File System vs Database

   It has been a while since I posted a technical article so my mailbox is jammed with e-mails from people begging me to spread more wisdom. This particular post deals with one of the most pressing and hard unsolved problems in computer science – Is it better to store user uploaded files in the database or on the file system? This question has spawned thousand of IRC, forum and other flames. I too have participated in my share of flames on the topic. So it is time for you, the reader, to learn what is the right way to store user uploaded files and it is... (drum roll)...  – IN THE DATABASE!

   If you are one of these annoying types that always ask the question "Why?" instead of accepting the universal truth here are the reasons:

   1. When storing files in the database we can guarantee that the data is consistent. The foreign keys will enforce referential integrity. No more files jamming the server when the item they were attached to no longer exists. On the contrary, it is relatively hard to execute transactional operations on both the file system and the database at the same time. This is the most important reason. Even if this was the only reason and there were no other reasons in favor of the database it would still prevail.

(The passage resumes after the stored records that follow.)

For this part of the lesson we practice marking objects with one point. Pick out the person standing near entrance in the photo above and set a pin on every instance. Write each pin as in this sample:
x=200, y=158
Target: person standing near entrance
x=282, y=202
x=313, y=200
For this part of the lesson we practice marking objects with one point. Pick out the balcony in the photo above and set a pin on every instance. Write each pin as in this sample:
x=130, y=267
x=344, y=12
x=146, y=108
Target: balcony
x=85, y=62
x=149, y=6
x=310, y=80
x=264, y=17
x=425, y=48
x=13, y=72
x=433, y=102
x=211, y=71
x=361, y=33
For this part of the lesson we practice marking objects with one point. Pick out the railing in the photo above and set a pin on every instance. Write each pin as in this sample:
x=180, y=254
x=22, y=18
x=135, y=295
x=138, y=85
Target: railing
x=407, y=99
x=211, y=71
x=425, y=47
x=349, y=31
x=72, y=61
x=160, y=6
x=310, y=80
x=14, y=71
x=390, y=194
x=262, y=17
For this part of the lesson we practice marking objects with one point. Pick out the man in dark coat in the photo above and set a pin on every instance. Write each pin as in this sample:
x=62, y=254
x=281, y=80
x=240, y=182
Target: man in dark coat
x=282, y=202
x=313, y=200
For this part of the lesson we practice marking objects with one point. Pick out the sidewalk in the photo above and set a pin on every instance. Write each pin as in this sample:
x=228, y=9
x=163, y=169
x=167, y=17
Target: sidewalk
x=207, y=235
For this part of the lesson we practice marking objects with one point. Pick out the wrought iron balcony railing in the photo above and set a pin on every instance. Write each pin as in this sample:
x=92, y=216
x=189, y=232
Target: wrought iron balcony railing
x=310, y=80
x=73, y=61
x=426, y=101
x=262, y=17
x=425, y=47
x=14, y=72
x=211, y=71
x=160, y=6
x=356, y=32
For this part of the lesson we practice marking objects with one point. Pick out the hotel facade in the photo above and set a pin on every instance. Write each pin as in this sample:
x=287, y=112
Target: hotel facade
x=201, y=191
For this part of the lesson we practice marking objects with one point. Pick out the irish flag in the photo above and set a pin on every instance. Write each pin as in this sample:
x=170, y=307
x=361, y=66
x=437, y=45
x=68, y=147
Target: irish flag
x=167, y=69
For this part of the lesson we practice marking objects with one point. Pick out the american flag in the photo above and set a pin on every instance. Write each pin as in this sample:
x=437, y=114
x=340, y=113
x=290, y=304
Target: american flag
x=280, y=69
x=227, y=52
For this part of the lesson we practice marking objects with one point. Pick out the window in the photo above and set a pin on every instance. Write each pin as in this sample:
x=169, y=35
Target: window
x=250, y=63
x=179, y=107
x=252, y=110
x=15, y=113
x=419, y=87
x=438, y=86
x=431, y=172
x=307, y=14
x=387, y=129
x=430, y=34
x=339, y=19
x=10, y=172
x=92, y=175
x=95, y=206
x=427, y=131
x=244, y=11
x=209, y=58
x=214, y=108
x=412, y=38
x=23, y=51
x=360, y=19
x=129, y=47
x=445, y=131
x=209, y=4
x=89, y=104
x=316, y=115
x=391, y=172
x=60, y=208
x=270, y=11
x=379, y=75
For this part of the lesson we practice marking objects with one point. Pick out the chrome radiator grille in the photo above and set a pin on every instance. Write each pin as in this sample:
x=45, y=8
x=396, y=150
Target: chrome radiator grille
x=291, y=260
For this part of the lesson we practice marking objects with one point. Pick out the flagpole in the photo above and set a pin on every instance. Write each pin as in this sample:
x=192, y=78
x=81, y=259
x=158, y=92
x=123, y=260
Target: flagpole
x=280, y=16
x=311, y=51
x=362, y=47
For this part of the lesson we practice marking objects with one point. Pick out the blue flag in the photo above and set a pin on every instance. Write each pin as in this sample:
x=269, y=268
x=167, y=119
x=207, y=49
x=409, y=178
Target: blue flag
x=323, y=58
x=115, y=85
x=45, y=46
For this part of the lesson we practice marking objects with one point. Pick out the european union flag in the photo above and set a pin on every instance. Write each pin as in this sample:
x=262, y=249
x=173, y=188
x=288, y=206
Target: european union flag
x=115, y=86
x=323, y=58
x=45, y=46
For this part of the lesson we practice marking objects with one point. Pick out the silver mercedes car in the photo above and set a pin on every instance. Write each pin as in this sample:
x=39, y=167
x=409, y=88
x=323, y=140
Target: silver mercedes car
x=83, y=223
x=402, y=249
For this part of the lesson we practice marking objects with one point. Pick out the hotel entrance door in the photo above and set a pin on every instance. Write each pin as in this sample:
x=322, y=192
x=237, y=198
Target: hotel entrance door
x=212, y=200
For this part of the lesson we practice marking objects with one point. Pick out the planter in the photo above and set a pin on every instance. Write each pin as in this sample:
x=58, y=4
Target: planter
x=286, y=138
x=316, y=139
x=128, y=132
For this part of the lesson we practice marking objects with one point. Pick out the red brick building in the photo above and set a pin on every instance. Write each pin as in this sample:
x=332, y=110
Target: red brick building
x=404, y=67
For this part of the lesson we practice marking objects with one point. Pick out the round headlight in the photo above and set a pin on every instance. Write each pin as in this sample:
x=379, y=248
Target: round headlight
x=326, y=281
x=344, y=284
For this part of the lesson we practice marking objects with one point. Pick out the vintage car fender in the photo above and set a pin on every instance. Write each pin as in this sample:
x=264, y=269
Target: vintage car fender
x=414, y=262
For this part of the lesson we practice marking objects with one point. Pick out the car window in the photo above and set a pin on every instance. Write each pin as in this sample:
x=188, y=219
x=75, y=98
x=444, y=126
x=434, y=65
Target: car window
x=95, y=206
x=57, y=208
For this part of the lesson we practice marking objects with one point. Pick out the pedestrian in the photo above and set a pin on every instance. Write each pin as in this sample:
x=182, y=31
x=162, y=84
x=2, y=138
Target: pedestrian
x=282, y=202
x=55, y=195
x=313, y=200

   2. When all our user generated data is in the database it is easier to maintain. When we backup the data we will only backup the database. While it is not that hard to backup a bunch of files it is still a concern and we are going to backup the database anyway so why not backup everything at once. What is more, if at some point there is a change in the application that requires some update to the existing data like changing the file names to match some convention or adding a watermark to the images it is easier to manipulate data using SQL than writing a custom tool to crawl through files and directories.

   3. You can store file related metadata like file size, image dimensions, filenames (especially useful when you want to be able to store multiple files with the same name) and make queries over it. To be honest you can store this data in the database even if you store the actual files on the file system but it is more natural if this data is "attached" to the file and it is easier to preserve data integrity.

   There is one argument against storing the files in the database and it is called performance. More often than not people who bring forward this argument are not sure what performance they are talking about. Usually the flow of thought in these individuals goes like this – The file system is made specially for storing and retrieving files so it should perform better than any other tool that can do the job. So here are the most common ideas of performance:

   - Search time. People believe that the file system is really fast at searching in a directory tree because it looks up files all the time. However the database is probably the most advanced tool for searching data based on a key. Nothing can beat that. What is more if you are storing files with the file system you still need to query the database for the file path.

   - Retrieval time. This one is probably the only real argument. If you are storing the files in a blob field like varbinary(max) it will probably be slower to read. I have not measured the difference but it could not be that big since in both cases we are just reading bytes from a disc. Also when using blobs you need to read all the data in memory before transmitting it to the client. However this is not always bad. When dealing with small files you can take advantage of that and cache the data in memory to avoid accessing the disc. What is more this problem is resolved in most modern databases such as SQL Server 2008. It has a FILESTREAM data type which holds a pointer to a real file system file and you can access it as a stream. The performance and the way FILESTREAM files are handled is analogous to regular files. You get all the benefits of the file system and the database. I believe the equivalent data type in Oracle DB is called BFILE. If you are using an inferior database that does not support such a data type you should consider storing large files on the file system.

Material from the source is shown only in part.